Treacle Toffee

Brand: Buchanan’s

Cost: £1.40

Found at: Tesco

This candy reminds me of the classic animated film, Ratatouille. In the most famous scene in the film, Anton Ego (the sour-faced food critic voiced by Peter O’Toole) eats a gourmet version of title dish. The moment he takes his first bite, the camera pans into his iris and we see how the taste has transported him back to his childhood in the French countryside. It is a beautiful tribute to the evocative power of food and it has been the source for many and various internet memes. 

I had my own Ratatouille moment when I first popped one of these candies into my mouth. As I bit into the soft toffee, I found myself transported back to my own childhood (though it is nothing so glamourous as a Disney film). For a moment, I was back in suburban Illinois, in a house that has since been (rightfully) condemned by the city of Peoria and demolished. In my memory, I am sitting on a gold and avocado couch (that I hope has also been demolished), and my grandmother is reaching into her purse to produce a small plastic bag of glittering candies. She always kept this bag of sweets in her purse, just in case she needed to bribe her grandchildren into obedience. It was, by far, the most effective method of control for my food-motivated brother and myself. 

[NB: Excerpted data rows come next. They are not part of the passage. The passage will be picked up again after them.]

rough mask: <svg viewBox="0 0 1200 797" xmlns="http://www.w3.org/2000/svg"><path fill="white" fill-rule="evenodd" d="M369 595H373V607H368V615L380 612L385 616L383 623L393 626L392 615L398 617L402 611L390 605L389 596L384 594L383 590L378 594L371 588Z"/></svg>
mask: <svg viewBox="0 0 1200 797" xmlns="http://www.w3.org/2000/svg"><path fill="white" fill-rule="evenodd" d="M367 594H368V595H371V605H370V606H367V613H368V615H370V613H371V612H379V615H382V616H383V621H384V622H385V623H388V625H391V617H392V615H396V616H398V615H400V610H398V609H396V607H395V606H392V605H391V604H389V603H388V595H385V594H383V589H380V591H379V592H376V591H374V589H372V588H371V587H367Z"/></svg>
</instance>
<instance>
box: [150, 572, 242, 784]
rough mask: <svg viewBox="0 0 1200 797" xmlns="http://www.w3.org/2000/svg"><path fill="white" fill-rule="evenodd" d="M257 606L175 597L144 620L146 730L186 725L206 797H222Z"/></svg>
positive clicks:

I cannot remember many details of the early 1990s, but I can perfectly recall the flavors and textures of each of the candies my grandmother gave us. If we were unlucky, we might end up with a peppermint. But if we were lucky, we’d be treated to a caramel. Those were red-letter days in the Hanson home. My cousins and I would sit and suck on the caramels for as long as we could so as to prolong our enjoyment. And importantly, this task required us to sit silently as Grandma enjoyed a peace reserved for the smartest woman in the room.   

These are not the same brand of caramels I got as a child, but they might as well be. They are soft and sticky and would last for a considerable amount of time at the bottom of a handbag. It seems strange to buy them at a store – they seem to belong in a candy dish or a sweets tin or a carpet bag in the 1960s. As I sit beside the riverbank, pulling candy from my purse, I wonder how many of my peers here in Glasgow have childhood memories of gold and purple candy wrappers. How many of them, like me, were bribed into happy silence? 

People may differ, after all, but grandmothers are the same wherever you go.